University of Wisconsin-Madison, School of Medicine and Public Health, Department of Surgery, 600 Highland Avenue, Clinical Science Center, K6/100, Madison, WI, 53792, USA.
Am J Surg. 2017 Apr;213(4):652-655. doi: 10.1016/j.amjsurg.2016.11.020. Epub 2016 Nov 17.
The study aimed to validate an error checklist for simulated laparoscopic ventral hernia (LVH) repair procedures. We hypothesize that residents' errors can be assessed with a structured checklist and the results will correlate significantly with procedural outcomes.
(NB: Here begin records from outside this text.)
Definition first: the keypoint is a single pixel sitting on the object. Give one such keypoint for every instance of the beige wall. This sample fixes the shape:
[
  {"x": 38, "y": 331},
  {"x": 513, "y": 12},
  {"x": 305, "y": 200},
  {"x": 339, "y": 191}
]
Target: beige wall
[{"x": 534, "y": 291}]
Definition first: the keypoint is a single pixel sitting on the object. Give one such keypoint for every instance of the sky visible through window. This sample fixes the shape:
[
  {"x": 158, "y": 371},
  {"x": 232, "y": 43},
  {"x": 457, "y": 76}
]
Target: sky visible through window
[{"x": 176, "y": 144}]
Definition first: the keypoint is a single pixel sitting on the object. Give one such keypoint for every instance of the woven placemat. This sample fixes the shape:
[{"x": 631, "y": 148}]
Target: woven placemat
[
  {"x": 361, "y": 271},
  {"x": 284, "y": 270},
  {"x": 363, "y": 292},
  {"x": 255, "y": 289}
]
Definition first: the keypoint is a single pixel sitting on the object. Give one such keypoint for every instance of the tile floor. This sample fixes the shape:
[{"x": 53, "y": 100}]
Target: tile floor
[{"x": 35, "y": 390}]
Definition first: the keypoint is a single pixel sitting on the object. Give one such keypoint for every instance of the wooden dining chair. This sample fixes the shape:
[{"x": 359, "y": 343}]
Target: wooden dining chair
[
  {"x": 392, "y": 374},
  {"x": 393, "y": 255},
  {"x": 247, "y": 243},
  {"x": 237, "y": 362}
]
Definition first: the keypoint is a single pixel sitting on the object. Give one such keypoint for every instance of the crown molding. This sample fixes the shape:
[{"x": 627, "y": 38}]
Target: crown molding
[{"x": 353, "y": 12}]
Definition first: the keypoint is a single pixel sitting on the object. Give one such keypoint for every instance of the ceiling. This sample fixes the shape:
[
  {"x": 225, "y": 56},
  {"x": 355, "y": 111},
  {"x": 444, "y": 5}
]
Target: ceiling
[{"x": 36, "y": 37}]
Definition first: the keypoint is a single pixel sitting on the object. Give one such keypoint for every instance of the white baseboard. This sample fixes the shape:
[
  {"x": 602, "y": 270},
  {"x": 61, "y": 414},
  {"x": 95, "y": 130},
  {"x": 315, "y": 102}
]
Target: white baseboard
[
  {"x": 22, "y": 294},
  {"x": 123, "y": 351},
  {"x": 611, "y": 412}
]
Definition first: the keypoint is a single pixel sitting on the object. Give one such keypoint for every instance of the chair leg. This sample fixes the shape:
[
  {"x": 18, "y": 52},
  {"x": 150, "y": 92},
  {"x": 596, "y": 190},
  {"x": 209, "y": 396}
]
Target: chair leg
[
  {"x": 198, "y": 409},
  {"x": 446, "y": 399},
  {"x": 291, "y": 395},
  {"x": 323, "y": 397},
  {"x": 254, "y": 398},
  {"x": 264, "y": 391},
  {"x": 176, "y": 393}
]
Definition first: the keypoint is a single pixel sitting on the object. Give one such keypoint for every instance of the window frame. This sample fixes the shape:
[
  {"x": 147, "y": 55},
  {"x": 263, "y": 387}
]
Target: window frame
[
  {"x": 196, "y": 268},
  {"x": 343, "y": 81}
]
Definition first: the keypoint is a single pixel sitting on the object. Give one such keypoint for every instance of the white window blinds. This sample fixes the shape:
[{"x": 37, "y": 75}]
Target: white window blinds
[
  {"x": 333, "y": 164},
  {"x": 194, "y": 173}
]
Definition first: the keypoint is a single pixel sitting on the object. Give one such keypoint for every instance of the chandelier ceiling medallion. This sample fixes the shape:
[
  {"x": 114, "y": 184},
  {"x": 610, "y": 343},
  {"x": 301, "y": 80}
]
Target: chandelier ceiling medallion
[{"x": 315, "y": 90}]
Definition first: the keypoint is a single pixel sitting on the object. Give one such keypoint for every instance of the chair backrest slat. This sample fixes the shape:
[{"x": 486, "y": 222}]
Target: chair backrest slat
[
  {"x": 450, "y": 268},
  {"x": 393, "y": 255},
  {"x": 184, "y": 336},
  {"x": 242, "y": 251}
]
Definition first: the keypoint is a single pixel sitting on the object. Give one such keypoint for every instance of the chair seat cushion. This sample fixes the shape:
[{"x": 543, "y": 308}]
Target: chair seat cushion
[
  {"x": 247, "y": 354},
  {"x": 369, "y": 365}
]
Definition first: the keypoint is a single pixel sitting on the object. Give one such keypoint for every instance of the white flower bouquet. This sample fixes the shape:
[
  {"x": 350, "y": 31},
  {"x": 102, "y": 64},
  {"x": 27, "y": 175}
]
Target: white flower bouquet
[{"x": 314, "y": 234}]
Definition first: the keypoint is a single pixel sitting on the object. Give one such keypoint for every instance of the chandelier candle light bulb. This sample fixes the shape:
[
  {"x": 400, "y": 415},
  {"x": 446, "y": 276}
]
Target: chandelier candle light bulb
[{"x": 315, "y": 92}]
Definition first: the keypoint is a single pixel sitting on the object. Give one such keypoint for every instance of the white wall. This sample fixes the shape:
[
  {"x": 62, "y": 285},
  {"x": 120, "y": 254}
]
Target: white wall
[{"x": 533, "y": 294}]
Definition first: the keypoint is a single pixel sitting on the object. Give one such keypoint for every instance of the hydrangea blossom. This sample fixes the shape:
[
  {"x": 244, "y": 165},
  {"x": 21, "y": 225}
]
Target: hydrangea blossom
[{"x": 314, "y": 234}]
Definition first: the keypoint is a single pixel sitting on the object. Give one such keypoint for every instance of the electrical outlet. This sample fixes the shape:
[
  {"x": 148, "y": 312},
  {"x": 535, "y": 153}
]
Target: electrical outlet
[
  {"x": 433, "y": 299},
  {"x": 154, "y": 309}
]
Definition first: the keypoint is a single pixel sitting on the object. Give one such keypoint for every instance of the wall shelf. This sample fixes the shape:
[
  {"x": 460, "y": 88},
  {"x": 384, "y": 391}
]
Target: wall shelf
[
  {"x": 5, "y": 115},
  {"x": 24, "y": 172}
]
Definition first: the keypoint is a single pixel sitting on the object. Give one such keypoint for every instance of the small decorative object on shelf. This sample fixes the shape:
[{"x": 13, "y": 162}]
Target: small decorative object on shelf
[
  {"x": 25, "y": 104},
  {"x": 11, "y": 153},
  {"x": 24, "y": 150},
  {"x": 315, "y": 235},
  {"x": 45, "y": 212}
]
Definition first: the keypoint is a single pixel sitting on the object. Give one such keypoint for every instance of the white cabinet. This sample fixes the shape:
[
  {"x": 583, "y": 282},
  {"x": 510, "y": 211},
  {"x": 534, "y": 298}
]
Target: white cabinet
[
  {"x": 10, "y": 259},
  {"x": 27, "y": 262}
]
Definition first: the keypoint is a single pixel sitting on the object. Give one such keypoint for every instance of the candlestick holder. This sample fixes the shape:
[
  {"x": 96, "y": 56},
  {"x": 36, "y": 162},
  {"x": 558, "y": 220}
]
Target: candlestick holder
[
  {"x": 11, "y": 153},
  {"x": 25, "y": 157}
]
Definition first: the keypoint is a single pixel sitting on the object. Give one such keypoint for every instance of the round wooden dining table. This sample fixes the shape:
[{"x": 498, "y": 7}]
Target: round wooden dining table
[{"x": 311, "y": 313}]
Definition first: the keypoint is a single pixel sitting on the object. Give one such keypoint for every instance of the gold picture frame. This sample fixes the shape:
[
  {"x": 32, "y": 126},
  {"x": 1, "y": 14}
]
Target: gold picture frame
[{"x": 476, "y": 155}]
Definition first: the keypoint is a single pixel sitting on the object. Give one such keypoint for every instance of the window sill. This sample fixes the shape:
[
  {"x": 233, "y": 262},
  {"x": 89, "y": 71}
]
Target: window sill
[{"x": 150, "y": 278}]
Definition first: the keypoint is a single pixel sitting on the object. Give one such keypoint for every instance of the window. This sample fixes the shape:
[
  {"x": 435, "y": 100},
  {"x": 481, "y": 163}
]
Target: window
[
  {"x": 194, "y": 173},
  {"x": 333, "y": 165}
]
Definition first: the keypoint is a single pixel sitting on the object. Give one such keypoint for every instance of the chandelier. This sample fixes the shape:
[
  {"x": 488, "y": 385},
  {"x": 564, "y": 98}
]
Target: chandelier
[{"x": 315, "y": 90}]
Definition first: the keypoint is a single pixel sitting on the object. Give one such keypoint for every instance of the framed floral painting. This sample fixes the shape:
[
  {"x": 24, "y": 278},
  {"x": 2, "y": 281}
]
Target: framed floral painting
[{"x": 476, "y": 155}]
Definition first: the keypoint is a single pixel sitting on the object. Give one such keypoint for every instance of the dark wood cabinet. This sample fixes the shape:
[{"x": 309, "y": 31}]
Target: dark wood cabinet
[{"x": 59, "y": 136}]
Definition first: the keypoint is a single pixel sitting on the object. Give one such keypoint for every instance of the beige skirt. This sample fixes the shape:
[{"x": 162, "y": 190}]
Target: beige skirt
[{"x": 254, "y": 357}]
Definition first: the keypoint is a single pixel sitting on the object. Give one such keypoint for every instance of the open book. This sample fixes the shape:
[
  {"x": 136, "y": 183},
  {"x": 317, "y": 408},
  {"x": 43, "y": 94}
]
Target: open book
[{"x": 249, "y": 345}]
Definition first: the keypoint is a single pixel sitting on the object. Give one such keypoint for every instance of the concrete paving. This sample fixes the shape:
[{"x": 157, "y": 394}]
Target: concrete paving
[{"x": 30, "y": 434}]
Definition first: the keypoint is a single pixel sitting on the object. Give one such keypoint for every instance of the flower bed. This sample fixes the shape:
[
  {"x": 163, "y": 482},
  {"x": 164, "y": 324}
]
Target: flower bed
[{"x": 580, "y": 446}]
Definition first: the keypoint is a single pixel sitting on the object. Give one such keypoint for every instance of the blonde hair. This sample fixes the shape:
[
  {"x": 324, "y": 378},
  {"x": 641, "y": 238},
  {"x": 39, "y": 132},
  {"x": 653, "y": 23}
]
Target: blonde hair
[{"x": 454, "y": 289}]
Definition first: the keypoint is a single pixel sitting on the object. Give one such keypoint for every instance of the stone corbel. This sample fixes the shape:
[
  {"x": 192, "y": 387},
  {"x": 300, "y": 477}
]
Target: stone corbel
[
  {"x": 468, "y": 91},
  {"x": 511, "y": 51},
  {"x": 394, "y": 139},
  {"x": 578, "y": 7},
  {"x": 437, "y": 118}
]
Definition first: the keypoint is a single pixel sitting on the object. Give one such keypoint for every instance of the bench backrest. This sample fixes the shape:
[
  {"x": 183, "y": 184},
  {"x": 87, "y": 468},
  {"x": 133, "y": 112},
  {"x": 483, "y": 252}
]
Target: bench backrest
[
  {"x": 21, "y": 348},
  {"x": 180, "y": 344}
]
Senior residents' (N = 7) performance on a LVH simulator were video-recorded and analyzed using a human error checklist. Junior residents (N = 38) performed two steps of the same simulated LVH procedure. Performance was evaluated using the error checklist and repair quality scores.
There were no significant differences between senior and junior residents' checklist errors (p > 0.1). Junior residents' errors correlated with hernia repair quality (p = 0.05).
The newly developed assessment tool showed significant correlations between performance errors, critical events, and hernia repair quality. These results provide validity evidence for the use of errors in performance assessments.
This study validated an error checklist for simulated laparoscopic ventral hernia (LVH) repair procedures. The checklist was designed based on errors committed by chief surgery residents during LVH repairs. In a separate data collection, junior residents were evaluated using the checklist. Hernia repair quality was also assessed. Errors significantly correlated with hernia repair quality (p = 0.05).
本研究旨在验证一份用于模拟腹腔镜腹疝(LVH)修补手术的差错清单。我们假设,可以使用结构化清单评估住院医师的差错,且结果将与手术结果显著相关。
对高级住院医师(N = 7)在LVH模拟器上的操作进行视频记录,并使用人为差错清单进行分析。初级住院医师(N = 38)进行相同模拟LVH手术的两个步骤。使用差错清单和修补质量评分对操作进行评估。
高级和初级住院医师在清单差错方面无显著差异(p > 0.1)。初级住院医师的差错与疝修补质量相关(p = 0.05)。
新开发的评估工具显示,操作差错、关键事件和疝修补质量之间存在显著相关性。这些结果为在绩效评估中使用差错提供了有效性证据。
本研究验证了一份用于模拟腹腔镜腹疝(LVH)修补手术的差错清单。该清单基于主刀住院医师在LVH修补过程中所犯的差错设计。在另一项数据收集工作中,使用该清单对初级住院医师进行评估。同时也评估了疝修补质量。差错与疝修补质量显著相关(p = 0.05)。